In January I started on P90x exercise regime at my all time high of about 17-18 stone (was too embarrassed to weigh myself) and I managed to get down to 15 stone something within 3 months. Everything was going great and I had the exercise bug again with my fitness levels at their best since I can remember and losing weight and feeling great about myself!

But Then....
Around 10 weeks ago I fell ill with tonsillitis (a recurring problem) and with being ill I had to stop my p90x, being too weak to do the workouts :( I was then ill (tonsillitis, flu, ear infections, fever....) for the whole time up until they had to take my tonsils out 4 weeks ago. This has set me back so much with my fitness. I feel like a complete failure, I am basically back to square one fitness wise, I have completely lost it and can barely even do 10mins on the treadmill walking. I know that having such drastic surgery and having to go under general anaesthetic and recovery takes a lot out of you....


It has been a rough time for me the past 10 weeks and hurts that all of my hard work has gone to waste.

And now....
Currently I am 14st 11lbs, the lowest I have been this year :). This week in particular though has been really tough for me and it is safe to say I am struggling. The exercise I am slowly getting to grips with again and david has set me up with an exercise routine I can follow until I build my strength back up to do p90x again (feel like such a failure I could not finish the full 90days).

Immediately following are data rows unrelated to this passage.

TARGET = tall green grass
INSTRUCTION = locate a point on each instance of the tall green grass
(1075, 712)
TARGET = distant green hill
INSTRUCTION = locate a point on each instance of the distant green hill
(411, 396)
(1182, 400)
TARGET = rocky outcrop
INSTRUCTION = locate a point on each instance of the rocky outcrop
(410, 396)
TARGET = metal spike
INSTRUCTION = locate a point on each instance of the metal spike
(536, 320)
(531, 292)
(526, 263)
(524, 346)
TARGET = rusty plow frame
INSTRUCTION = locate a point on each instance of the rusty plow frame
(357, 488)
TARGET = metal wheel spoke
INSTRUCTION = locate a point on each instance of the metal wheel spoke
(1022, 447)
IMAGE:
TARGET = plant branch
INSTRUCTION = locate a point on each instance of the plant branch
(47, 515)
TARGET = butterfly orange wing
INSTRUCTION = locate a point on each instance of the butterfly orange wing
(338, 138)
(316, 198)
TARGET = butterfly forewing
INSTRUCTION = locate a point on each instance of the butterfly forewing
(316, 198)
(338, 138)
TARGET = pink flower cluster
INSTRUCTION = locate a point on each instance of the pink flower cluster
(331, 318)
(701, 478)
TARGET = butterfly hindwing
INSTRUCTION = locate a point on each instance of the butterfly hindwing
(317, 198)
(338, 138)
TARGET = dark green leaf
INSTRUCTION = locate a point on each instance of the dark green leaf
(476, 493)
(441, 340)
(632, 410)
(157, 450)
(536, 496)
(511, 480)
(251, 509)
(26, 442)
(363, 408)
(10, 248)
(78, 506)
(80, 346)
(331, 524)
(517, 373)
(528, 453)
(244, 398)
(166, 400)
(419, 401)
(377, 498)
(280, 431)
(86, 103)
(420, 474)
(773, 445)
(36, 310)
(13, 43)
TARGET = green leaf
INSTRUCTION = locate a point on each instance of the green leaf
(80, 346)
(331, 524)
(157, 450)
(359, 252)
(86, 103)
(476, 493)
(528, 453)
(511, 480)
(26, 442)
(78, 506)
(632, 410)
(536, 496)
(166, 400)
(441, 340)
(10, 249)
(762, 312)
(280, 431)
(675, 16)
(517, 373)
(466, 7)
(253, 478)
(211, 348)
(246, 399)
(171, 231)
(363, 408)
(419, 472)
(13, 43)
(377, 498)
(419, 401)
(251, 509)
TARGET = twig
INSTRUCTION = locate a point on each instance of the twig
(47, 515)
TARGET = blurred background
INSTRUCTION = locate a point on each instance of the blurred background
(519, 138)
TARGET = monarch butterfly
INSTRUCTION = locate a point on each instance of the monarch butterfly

Sorry for babbling on, but I think writing it all down really makes me realise just exactly what I have been through. It was so tough going through surgery and recovering and losing my strenght and building it back up, but I have race for life to look forward to next weekend which also gives me motivation.

Well if you have managed to read through this entire post I commend you and thank you for taking the time to read my story :)
 
Hey welcome on board


You can do this, forget the past and the ups and downs, let's focus on from this point onwards going down!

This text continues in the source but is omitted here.